The Endicott Bedroom Suite at Highbury

The Chamberlain Highbury Trust has been presented with a suite of bedroom furniture that was formerly at Highbury. It is the gift of Miss Patricia Swinley and has passed by descent from Mary Endicott Chamberlain, later Mrs Carnegie, to her step-daughter Jocosa Carnegie, later Mrs Swinley,  the mother of the donor.

The suite was made in the United States, probably in Boston, and was the gift of Mr and Mrs William Crowinshield Endicott to their daughter Mary when she married Joseph Chamberlain in November 1888.

The furniture is of bird’s eye maple, a popular wood in the United States for high quality furniture. It comprises a double bed, bedside table, dressing table, chest of drawers, writing table, wash table and two side chairs. The maple has an inlay of a darker wood, possibly cherry. There were no wardrobes with the suite of furniture. These were made in England in order that they would fit into the pre-existing spaces in the principal bedroom at Highbury, together with a matching mirror. Mary wrote to her mother on January 18 1889.

Today I have been ordering three wardrobes for my room and instead of having them in the natural wood, they are to be white and gold which is less trying than the darker colour. At best they are not very ornamental but I trust if the men carry out my ideas that they will turn out well. The cornice of the bed is to be introduced which will make it harmonise.

The American furniture arrived in Liverpool in February and Mary first saw it at Highbury in April when she wrote that ‘the bedroom furniture is very successful and the fireplace and wardrobes in my room really lovely so I am delighted with them.

In 1899 in a magazine article the decor of Mary’s bedroom was described as in ‘the Louis Seize style – white and gold with garlands of flowers. The hangings and curtains are of old rose silk’ but the article did not describe the furniture. The only surviving photograph of the bedroom shows two of the white and gold wardrobes on either side of the fireplace and the mirror but none of the Endicott furniture.

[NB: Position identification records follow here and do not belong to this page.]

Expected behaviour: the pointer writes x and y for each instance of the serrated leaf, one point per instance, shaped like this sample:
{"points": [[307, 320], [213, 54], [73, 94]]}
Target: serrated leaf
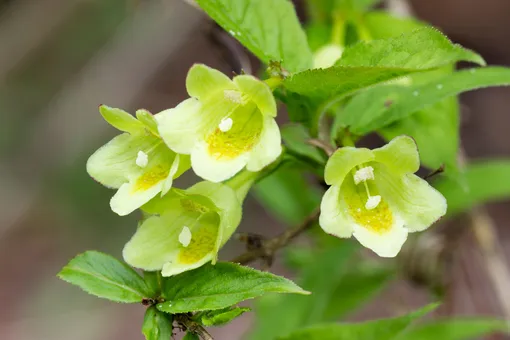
{"points": [[295, 137], [270, 29], [383, 105], [222, 316], [279, 315], [368, 63], [384, 329], [157, 325], [455, 329], [283, 194], [218, 286], [106, 277], [356, 287], [486, 181]]}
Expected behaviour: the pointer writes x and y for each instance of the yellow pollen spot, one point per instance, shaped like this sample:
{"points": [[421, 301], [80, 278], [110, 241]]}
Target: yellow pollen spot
{"points": [[201, 244], [151, 177]]}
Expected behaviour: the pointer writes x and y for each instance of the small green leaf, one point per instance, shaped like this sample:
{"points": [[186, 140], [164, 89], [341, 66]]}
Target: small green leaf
{"points": [[219, 286], [487, 181], [157, 325], [356, 287], [120, 119], [295, 137], [384, 329], [455, 329], [147, 119], [368, 63], [268, 28], [106, 277], [191, 336], [221, 317], [383, 105], [287, 194]]}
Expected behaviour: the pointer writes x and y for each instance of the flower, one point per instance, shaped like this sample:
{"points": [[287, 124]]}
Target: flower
{"points": [[137, 162], [376, 197], [225, 126], [188, 226], [327, 55]]}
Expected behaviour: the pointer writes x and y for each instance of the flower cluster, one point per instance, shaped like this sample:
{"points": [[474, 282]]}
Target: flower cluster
{"points": [[226, 132]]}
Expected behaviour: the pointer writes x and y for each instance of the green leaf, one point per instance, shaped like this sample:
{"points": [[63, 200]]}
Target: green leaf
{"points": [[487, 181], [287, 195], [157, 325], [106, 277], [457, 329], [154, 281], [356, 287], [120, 119], [270, 29], [384, 329], [220, 317], [383, 105], [436, 132], [295, 137], [220, 286], [368, 63], [279, 315]]}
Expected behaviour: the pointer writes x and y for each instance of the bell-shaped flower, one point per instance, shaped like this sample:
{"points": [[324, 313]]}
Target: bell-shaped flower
{"points": [[187, 227], [225, 126], [327, 55], [137, 162], [376, 197]]}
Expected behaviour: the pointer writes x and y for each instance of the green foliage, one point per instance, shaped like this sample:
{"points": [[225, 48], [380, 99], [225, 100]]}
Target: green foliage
{"points": [[157, 325], [106, 277], [219, 286], [368, 63], [486, 181], [295, 137], [279, 315], [456, 329], [383, 105], [219, 317], [384, 329], [268, 28], [281, 193]]}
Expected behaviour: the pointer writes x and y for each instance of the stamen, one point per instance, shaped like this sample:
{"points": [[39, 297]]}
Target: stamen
{"points": [[185, 237], [142, 159], [364, 174], [225, 124], [234, 96], [372, 202]]}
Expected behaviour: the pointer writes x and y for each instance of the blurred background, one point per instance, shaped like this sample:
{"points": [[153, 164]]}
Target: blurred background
{"points": [[60, 59]]}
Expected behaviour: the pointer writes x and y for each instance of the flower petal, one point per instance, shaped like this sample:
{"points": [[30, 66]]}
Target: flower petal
{"points": [[268, 148], [115, 163], [212, 169], [229, 207], [181, 126], [259, 93], [155, 242], [204, 82], [120, 119], [386, 244], [411, 197], [343, 161], [400, 155], [333, 218]]}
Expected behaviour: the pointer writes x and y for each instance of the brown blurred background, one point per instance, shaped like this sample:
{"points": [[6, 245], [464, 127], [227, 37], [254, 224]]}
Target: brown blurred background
{"points": [[60, 59]]}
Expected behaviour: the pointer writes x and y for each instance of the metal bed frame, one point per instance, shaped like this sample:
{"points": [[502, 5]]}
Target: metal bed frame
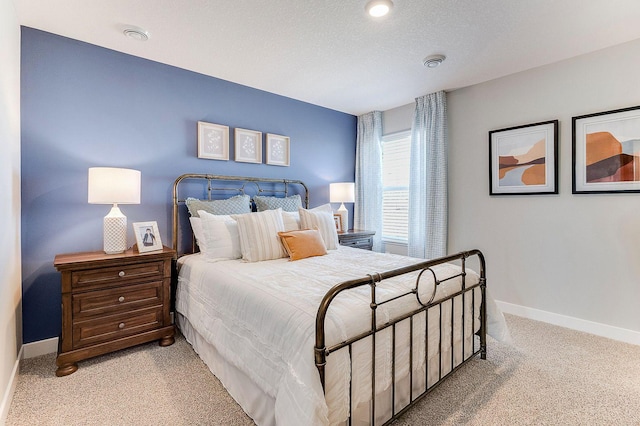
{"points": [[281, 186]]}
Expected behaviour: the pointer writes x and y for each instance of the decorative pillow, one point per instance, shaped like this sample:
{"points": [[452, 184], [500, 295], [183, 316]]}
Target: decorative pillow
{"points": [[220, 233], [303, 243], [291, 221], [287, 204], [234, 205], [198, 232], [321, 218], [259, 238]]}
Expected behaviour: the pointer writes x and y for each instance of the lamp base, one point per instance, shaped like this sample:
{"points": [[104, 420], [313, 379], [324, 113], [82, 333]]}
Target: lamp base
{"points": [[115, 231], [345, 217]]}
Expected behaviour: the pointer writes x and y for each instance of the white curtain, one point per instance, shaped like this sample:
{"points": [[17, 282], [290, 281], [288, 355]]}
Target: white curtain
{"points": [[368, 206], [428, 178]]}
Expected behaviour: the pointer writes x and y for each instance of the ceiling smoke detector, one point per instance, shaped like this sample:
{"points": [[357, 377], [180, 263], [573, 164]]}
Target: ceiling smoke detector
{"points": [[433, 61], [379, 8], [136, 33]]}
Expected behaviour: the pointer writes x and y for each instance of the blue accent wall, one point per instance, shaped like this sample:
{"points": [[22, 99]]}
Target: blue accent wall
{"points": [[85, 106]]}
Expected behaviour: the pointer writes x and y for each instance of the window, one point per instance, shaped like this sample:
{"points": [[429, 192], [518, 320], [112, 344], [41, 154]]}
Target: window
{"points": [[396, 151]]}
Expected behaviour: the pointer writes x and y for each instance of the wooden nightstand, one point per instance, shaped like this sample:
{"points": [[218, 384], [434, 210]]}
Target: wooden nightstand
{"points": [[357, 238], [111, 302]]}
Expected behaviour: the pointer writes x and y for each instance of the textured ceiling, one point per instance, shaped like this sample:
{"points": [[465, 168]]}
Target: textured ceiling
{"points": [[330, 53]]}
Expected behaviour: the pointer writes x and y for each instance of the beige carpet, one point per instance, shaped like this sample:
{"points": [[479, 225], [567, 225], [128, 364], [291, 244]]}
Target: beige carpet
{"points": [[550, 376]]}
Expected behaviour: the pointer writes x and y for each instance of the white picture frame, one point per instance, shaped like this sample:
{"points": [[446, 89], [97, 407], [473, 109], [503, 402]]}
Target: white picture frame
{"points": [[248, 146], [213, 141], [278, 150], [147, 236], [337, 220]]}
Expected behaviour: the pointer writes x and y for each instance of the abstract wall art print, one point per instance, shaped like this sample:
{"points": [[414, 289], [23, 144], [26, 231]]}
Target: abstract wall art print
{"points": [[606, 152], [523, 160]]}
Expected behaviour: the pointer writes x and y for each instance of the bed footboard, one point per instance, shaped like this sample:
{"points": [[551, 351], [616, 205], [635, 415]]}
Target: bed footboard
{"points": [[398, 405]]}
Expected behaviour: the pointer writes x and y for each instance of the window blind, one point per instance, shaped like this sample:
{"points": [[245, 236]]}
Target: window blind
{"points": [[396, 151]]}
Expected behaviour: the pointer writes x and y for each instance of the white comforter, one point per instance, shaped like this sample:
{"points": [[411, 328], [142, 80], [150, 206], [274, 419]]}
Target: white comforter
{"points": [[261, 319]]}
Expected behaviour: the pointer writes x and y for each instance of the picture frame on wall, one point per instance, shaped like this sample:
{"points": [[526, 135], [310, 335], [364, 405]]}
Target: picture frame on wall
{"points": [[523, 160], [278, 150], [606, 152], [213, 141], [147, 236], [337, 219], [248, 146]]}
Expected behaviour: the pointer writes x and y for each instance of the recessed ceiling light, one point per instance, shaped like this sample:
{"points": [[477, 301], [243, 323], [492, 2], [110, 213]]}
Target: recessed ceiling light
{"points": [[378, 8], [433, 61], [137, 33]]}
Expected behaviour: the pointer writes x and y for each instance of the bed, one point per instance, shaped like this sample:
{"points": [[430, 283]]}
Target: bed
{"points": [[346, 337]]}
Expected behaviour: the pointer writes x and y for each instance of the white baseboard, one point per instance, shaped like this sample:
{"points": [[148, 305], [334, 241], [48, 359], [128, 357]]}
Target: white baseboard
{"points": [[41, 347], [10, 390], [599, 329]]}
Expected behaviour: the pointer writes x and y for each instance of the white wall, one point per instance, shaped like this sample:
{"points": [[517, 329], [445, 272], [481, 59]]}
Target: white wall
{"points": [[571, 255], [10, 290], [573, 260]]}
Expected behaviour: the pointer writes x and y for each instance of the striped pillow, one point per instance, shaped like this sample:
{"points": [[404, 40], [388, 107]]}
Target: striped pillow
{"points": [[287, 204], [234, 205], [321, 218], [259, 238]]}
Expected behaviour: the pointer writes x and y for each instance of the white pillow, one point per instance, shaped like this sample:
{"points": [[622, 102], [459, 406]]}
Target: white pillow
{"points": [[198, 232], [322, 218], [259, 238], [221, 237], [291, 221]]}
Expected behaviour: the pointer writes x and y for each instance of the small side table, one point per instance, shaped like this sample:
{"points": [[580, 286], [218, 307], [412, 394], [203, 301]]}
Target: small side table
{"points": [[111, 302], [357, 238]]}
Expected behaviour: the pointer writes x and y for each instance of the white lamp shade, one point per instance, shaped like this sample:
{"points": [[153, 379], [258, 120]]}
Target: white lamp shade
{"points": [[110, 185], [343, 192]]}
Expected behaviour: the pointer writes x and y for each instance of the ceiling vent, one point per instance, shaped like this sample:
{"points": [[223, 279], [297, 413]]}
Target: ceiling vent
{"points": [[433, 61], [136, 33]]}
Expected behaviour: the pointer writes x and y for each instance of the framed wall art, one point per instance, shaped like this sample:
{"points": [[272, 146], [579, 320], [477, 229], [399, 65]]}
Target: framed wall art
{"points": [[147, 236], [278, 150], [606, 152], [213, 141], [248, 145], [523, 160]]}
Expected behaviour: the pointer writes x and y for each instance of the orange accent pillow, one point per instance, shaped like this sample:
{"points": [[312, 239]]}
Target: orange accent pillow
{"points": [[304, 243]]}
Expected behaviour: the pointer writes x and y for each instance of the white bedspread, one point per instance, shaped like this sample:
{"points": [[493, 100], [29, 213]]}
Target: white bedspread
{"points": [[261, 319]]}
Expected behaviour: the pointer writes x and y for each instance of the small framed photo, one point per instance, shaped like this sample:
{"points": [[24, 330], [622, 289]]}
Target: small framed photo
{"points": [[606, 152], [248, 144], [523, 160], [337, 219], [147, 236], [213, 141], [278, 150]]}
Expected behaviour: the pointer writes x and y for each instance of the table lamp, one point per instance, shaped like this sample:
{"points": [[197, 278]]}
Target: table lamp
{"points": [[109, 185], [343, 192]]}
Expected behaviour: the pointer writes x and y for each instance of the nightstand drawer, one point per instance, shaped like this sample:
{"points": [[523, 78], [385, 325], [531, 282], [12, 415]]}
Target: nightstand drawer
{"points": [[365, 243], [104, 329], [99, 277], [123, 298], [357, 239]]}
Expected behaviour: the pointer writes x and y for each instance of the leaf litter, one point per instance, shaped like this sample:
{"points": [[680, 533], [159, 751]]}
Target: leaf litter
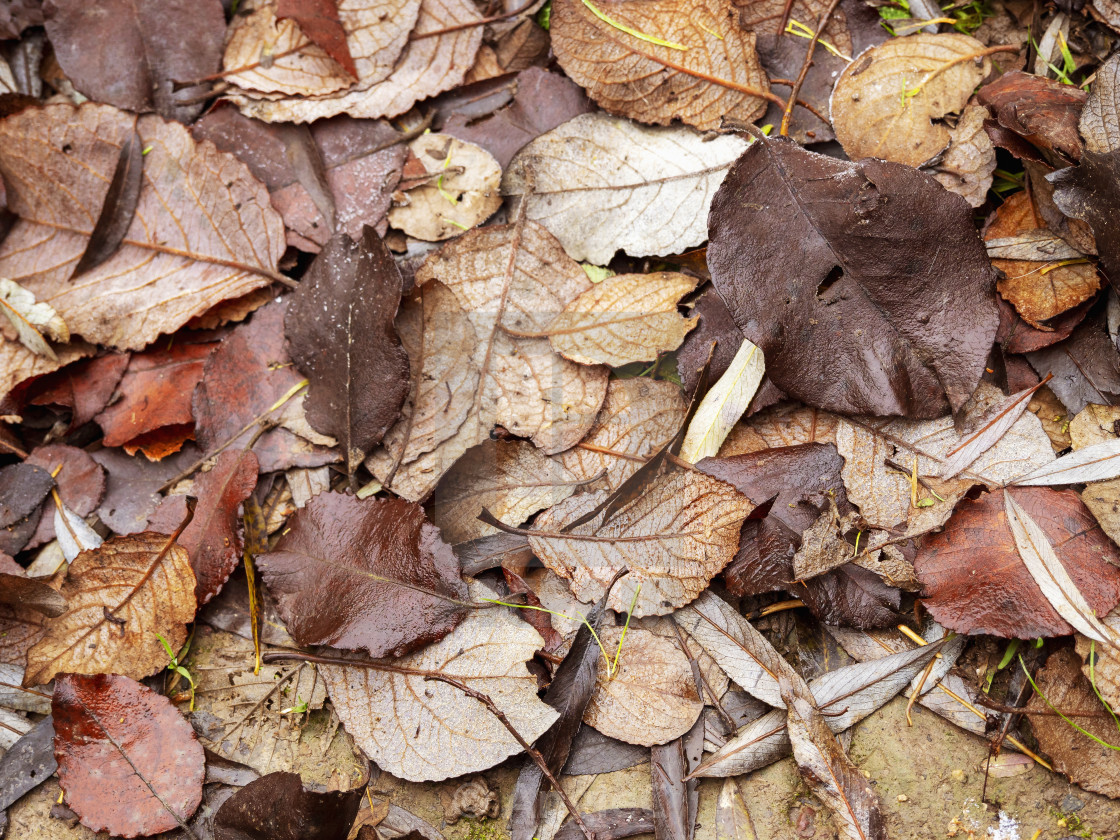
{"points": [[562, 416]]}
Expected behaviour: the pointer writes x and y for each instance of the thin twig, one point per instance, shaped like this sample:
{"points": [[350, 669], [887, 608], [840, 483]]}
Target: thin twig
{"points": [[484, 699]]}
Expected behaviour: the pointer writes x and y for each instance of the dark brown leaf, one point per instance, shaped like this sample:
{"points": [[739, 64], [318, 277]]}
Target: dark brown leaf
{"points": [[130, 53], [974, 581], [811, 253], [364, 574], [119, 207], [277, 806], [339, 328], [129, 763]]}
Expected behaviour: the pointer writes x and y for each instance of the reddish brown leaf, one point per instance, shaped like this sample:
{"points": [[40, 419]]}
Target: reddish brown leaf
{"points": [[129, 763], [155, 392], [81, 484], [974, 581], [339, 328], [277, 806], [364, 574], [319, 21]]}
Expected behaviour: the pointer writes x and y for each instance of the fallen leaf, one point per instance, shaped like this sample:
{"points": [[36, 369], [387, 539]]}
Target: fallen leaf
{"points": [[339, 329], [130, 55], [890, 101], [651, 64], [725, 403], [638, 418], [31, 319], [420, 729], [674, 539], [143, 580], [652, 698], [602, 185], [462, 189], [428, 65], [512, 479], [155, 392], [175, 262], [974, 579], [364, 574], [1086, 763], [278, 806], [812, 279], [130, 774]]}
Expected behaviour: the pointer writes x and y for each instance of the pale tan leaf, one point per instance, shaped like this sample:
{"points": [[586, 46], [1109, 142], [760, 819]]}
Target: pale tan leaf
{"points": [[725, 403], [674, 539], [422, 729], [462, 193], [287, 61], [512, 479], [652, 698], [600, 185], [428, 65], [623, 318], [709, 68], [31, 319], [120, 596], [1038, 556], [638, 417], [203, 232], [888, 103]]}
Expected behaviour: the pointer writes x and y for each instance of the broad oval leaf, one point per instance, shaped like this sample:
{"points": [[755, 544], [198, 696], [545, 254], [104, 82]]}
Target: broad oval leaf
{"points": [[649, 62], [811, 255], [367, 574], [421, 729], [674, 539], [129, 762], [121, 595], [602, 185]]}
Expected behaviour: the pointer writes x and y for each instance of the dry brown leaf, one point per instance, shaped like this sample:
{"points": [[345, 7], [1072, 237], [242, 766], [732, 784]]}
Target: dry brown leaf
{"points": [[512, 479], [427, 66], [1037, 290], [674, 539], [703, 68], [421, 729], [287, 62], [638, 417], [204, 230], [462, 192], [623, 318], [652, 697], [970, 160], [885, 104], [121, 595], [507, 280]]}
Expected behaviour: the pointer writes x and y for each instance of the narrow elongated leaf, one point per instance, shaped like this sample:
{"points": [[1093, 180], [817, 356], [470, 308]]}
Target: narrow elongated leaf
{"points": [[339, 328], [1050, 574], [1097, 463], [725, 403], [118, 210]]}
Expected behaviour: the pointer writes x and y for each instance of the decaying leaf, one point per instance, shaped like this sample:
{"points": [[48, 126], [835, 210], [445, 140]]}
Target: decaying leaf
{"points": [[652, 699], [462, 189], [885, 104], [129, 763], [674, 539], [725, 403], [370, 574], [422, 729], [652, 64], [121, 595], [600, 185], [813, 278], [339, 329]]}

After Joseph Chamberlain’s death in July 1914 Mary had the task of dismantling the furniture at Highbury some of which she and  her step children kept and the majority of which was sold at auction on April 28-29 1915. Three bedroom suites featured in the sale but the Endicott furniture and the wardrobes were taken to London to the Chamberlains’ town house at   40 Prince’s Gardens.  Mary married Canon William Carnegie, Chaplain to the Speaker of the House of Commons, in August 1916 and moved to Dean’s Yard his official residence. After his death in October 1936 Mary purchased a house in Lennox Gardens, Chelsea . Following her death in May 1957 the furniture passed into the Swinley family.